TV: Friday Night Lights (Season 4)

November 7, 2010

A show I didn’t mention in yesterday’s round-up is Friday Night Lights; I finished season four a couple weeks ago. This is a fantastic show, so I figured I’d give it its own post.

One of the problems with television shows set in high school is that the characters usually graduate after a few seasons, forcing the writers to either reboot the show or contrive reasons to keep them around. Friday Night Lights handles this dilemma skillfully by doing a little of both in its fourth year, and while it doesn’t quite match the show’s best seasons, it’s still pretty damn good.

The series makes a gutsy move at the end of season three: political issues with the boosters make Coach Eric Taylor (Kyle Chandler) the odd man out for the Dillon Panthers, and thanks to redistricting he finds himself in charge of the new, financially strapped East Dillon football program. In previous seasons, the coach faced the pressure of leading one of the best football programs in the state, and everything that meant to the community; now he barely has a team, and has to build that community from the ground up. It’s a gutsy move for the show, and it proves to be a smart reinvention, paying off particularly well in the season’s early episodes. Suddenly this isn’t a show about winning under pressure; it’s about finding meaning in teamwork and competing, even when there isn’t much hope of success. Adding to the pressure is that Eric’s wife Tami (Connie Britton) is still the principal at West Dillon, which leads to some controversial situations.

With a brand new team and many of the old players gone, the show introduces some new characters. The football stars for the Lions turn out to be Vince Howard (Michael B. Jordan) and Luke Cafferty (Matt Lauria), the two most promising players from the wrong side of the tracks. Vince struggles against the criminal friendships of his youth, and taking care of his drug-addled mother, while Luke sees football as a way out of his dead-end farm life.

Meanwhile, a couple of former Panthers haven’t quite made it out of Dillon: Matt Saracen (Zach Gilford) sticks around to be with his girlfriend Julie Taylor (Aimee Teegarden) and take care of his grandmother, while Tim Riggins (Taylor Kitsch) can’t keep it together at college and returns to go into business with his brother Billy and befriend a troubled young latch-key kid named Becky (Madison Burge). Landry Clark (Jesse Plemons) is also still on hand for his senior year, mainly for comic relief, and also enters into an odd relationship with Jess (Jurnee Smollett), whose father is a lapsed football fanatic.
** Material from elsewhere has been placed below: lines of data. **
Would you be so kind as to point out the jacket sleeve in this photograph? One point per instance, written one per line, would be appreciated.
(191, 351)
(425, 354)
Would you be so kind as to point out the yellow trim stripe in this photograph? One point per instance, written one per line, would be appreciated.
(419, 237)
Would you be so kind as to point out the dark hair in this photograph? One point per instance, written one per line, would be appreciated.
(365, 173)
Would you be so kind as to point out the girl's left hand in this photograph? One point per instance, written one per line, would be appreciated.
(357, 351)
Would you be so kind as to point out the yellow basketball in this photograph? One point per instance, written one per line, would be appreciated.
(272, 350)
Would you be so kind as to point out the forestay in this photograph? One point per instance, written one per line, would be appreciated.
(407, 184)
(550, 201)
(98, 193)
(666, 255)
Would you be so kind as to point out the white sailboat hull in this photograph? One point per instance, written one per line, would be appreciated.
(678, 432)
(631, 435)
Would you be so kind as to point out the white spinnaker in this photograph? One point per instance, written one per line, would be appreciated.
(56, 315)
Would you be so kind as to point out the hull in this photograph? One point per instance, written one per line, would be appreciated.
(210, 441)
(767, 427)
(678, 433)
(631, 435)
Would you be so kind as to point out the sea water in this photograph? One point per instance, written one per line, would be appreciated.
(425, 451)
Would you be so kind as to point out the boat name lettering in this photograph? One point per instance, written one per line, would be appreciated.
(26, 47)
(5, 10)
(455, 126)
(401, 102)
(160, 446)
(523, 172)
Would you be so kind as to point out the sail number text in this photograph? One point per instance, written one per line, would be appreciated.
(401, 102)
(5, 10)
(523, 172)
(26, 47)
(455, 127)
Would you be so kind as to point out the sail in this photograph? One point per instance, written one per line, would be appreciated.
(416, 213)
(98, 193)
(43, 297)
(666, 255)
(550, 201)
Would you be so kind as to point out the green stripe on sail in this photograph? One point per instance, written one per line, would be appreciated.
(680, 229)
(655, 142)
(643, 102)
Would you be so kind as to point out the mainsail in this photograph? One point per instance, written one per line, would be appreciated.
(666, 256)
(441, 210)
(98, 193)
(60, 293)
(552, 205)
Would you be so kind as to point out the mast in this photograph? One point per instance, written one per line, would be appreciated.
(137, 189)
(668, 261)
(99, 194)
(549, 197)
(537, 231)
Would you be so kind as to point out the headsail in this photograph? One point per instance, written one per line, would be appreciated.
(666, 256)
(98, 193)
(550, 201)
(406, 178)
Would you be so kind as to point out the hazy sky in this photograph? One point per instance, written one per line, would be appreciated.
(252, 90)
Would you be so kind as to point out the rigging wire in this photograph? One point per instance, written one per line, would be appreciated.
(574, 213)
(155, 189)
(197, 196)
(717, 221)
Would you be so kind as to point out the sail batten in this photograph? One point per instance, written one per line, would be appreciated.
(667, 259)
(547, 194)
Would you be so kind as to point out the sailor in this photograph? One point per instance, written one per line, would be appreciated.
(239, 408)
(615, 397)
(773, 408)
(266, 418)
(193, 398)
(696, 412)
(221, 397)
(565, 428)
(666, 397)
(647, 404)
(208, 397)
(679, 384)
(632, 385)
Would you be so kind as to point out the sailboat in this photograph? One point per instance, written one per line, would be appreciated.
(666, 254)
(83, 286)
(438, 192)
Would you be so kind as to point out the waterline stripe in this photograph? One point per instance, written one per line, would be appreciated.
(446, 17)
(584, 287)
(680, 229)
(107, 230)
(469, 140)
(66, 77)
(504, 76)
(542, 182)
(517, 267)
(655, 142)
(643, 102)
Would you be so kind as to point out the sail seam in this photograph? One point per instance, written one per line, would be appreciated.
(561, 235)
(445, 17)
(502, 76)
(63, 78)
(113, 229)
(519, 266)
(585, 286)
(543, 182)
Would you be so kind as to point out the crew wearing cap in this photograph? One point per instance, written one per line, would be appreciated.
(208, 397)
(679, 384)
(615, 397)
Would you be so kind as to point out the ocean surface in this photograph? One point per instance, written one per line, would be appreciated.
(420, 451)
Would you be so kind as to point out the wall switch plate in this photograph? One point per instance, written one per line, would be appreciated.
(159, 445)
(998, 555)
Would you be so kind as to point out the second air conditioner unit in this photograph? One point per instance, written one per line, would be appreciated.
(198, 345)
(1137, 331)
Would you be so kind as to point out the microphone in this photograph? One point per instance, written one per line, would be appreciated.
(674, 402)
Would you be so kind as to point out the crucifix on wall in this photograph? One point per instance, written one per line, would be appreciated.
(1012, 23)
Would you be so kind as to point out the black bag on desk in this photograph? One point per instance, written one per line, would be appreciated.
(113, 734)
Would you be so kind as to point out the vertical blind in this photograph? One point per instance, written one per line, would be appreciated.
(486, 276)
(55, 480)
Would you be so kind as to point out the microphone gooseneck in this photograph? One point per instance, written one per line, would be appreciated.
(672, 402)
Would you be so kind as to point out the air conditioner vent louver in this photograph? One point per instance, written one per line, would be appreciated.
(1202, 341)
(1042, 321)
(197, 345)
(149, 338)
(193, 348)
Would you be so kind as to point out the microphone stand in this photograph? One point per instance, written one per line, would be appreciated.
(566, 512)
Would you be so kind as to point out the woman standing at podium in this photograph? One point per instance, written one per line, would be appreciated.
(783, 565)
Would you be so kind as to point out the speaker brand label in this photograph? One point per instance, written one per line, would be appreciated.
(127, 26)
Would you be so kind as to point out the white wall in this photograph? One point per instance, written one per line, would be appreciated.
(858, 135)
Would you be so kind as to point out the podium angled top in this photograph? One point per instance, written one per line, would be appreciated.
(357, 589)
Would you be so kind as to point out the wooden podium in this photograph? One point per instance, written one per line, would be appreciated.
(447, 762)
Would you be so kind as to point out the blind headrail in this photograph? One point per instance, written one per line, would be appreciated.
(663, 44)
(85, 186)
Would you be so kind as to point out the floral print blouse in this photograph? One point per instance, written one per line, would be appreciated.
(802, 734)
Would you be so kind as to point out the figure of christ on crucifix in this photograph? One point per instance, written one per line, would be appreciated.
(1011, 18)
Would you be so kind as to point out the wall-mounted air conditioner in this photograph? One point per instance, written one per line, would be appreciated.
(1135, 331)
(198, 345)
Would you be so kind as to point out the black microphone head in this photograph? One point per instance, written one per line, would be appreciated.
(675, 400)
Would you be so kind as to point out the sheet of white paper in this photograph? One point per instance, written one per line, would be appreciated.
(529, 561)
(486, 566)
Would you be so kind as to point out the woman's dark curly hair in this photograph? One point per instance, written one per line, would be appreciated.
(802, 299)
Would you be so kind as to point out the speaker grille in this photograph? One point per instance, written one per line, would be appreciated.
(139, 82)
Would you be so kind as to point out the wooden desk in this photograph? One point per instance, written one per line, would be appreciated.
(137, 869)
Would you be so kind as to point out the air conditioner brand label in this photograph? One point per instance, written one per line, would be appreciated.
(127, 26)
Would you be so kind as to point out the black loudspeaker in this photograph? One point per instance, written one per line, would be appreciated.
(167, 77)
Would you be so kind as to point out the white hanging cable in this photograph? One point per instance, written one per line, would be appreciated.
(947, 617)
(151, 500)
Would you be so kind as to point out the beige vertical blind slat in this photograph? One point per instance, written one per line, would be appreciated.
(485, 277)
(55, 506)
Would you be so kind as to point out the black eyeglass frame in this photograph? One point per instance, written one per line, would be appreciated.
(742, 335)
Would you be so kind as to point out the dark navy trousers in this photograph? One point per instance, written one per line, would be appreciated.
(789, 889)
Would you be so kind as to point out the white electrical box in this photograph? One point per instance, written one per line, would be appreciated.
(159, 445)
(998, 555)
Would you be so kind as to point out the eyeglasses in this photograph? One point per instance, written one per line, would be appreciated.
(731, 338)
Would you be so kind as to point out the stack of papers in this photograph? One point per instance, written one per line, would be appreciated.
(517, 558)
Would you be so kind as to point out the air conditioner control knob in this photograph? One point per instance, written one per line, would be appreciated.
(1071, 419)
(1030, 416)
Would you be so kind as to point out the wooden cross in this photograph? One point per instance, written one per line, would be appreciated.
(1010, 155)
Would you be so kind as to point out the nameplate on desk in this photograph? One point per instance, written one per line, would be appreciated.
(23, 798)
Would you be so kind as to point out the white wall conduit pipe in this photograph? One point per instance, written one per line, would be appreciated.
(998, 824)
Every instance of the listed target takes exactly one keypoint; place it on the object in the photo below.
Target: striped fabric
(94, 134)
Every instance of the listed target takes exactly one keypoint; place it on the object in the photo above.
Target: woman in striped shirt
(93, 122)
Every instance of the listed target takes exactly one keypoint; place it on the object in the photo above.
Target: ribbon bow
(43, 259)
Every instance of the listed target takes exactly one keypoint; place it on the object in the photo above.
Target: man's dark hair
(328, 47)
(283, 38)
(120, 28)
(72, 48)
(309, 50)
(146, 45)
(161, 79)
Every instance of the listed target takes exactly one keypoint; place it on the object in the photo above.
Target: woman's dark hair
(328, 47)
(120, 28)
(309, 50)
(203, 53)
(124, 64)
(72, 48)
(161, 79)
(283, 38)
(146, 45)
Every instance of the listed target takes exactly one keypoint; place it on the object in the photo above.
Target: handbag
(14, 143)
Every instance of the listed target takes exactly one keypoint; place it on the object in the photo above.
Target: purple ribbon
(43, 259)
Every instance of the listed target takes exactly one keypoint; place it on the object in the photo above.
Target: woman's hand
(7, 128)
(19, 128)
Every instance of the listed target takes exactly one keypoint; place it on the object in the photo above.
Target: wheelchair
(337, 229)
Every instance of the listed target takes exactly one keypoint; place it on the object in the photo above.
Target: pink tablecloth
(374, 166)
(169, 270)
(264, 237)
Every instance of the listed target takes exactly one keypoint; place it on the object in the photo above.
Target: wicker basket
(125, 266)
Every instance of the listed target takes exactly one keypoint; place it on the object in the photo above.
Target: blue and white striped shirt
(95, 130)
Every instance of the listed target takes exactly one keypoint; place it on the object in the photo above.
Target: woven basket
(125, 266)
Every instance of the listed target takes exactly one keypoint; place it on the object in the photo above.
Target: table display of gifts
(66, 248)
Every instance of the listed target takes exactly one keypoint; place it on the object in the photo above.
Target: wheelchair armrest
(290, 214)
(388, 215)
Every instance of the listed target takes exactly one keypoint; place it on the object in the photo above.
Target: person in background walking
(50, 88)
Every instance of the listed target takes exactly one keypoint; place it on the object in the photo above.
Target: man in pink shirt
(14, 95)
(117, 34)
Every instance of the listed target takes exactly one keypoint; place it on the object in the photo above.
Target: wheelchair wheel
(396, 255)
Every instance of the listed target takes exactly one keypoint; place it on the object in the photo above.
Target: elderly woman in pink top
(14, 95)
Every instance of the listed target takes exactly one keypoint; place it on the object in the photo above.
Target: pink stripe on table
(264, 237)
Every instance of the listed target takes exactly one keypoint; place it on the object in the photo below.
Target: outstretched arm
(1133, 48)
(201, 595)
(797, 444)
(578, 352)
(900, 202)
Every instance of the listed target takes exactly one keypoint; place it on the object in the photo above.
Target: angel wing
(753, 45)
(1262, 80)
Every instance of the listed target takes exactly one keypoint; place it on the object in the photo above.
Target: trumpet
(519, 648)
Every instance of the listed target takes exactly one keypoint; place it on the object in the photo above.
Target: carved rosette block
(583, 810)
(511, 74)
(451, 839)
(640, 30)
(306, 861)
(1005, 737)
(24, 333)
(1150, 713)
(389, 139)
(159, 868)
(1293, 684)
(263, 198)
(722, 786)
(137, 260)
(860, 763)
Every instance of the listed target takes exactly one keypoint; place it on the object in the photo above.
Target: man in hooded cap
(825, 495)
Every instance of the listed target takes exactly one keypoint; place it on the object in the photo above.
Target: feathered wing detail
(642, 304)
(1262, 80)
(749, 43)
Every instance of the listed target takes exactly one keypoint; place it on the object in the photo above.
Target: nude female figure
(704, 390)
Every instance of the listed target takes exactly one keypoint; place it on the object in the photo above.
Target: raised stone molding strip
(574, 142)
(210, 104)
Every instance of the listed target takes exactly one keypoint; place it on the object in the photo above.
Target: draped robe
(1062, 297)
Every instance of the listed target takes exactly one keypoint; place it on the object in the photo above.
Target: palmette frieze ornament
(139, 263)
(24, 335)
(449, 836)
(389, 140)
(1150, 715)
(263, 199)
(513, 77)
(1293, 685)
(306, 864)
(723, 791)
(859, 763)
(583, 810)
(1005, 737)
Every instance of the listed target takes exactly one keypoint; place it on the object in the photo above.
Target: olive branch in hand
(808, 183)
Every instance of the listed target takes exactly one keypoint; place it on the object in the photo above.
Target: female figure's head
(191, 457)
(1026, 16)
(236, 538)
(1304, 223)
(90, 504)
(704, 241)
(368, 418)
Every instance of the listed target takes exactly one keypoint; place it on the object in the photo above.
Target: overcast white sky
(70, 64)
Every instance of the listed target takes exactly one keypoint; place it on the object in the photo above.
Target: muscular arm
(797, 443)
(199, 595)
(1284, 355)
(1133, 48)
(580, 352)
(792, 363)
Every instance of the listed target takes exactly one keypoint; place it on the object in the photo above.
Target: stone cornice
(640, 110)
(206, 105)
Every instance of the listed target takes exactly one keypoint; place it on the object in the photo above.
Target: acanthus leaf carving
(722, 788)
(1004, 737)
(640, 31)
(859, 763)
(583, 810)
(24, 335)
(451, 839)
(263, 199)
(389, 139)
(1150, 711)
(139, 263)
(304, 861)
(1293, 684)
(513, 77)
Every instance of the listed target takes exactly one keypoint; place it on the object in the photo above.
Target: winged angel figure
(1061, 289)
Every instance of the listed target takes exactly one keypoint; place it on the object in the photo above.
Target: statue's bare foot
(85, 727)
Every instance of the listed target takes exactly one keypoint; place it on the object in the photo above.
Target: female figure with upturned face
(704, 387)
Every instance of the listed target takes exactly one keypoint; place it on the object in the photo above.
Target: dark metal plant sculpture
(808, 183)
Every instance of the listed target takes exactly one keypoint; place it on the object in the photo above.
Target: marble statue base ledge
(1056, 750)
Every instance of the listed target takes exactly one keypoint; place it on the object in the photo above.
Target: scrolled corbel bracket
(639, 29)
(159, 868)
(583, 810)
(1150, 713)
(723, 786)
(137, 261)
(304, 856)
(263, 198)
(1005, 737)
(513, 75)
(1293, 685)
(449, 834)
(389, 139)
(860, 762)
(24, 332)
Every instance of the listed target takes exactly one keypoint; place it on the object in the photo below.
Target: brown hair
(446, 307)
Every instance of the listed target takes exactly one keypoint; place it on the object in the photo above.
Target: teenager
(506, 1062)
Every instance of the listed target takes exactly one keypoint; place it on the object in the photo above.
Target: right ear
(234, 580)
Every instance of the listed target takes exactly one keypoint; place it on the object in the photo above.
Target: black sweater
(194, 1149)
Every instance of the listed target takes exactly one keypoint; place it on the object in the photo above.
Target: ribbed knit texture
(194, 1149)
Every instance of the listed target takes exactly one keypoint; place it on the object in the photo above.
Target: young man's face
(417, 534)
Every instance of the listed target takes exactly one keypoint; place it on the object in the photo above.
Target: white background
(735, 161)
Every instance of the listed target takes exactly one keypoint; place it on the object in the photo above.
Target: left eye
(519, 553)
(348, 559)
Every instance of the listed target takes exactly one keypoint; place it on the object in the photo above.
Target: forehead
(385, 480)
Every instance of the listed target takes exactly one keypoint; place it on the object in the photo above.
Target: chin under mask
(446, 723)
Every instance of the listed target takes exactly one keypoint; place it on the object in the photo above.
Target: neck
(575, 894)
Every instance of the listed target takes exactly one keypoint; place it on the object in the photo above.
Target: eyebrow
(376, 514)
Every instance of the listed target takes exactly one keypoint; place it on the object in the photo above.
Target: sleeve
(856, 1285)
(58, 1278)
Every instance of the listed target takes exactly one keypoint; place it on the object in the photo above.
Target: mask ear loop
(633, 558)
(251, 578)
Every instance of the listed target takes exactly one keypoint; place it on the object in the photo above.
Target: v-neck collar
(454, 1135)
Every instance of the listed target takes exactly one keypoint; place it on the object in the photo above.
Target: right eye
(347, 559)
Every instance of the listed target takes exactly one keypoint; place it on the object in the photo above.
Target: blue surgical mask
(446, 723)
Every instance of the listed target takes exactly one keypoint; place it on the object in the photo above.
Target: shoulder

The new characters, the cross-town rivalry, and the shift in focus away from wealthy winners to financially strapped losers help freshen the show’s formula, even as it maintains its trademark sense of humor, realistic relationships, and compelling story-telling. Matt’s story arc this season provides Zach Gilford with his finest moments on the show, and Connie Britton also shines throughout, particularly in the later episodes. The football action and team-building is as compelling as ever, with Coach Taylor’s inspirational mentoring of Vince and Luke standing out. (And with Jordan and Lauria, the show hits it out of the park with its new football stars.)

On the other hand, the show does rather blatantly drift into issues-driven storylines — the perils and challenges of drugs, abortion, interracial relationships — that, while not quite as sensationalistic as some of season two’s business, still felt a little over-calculated at times. Dillon’s east-side “criminal underground” business feels a little like watered-down The Wire. I didn’t find the Landry-Jess relationship all that convincing, and Becky’s crush on Tim — while well executed — gets a little long in the tooth.

For the most part these aren’t debilitating issues, though, and probably just a matter of an older show searching around for material. On the whole they manage to build it all into the framework of the Friday Night Lights I’ve grown to love, and if this was a bleaker season than some of the earlier ones, it’s still powerful and addictive TV, which generally delivers at least one hugely inspirational moment per episode; pretty impressive for a show this late in the game. Can’t wait for season five!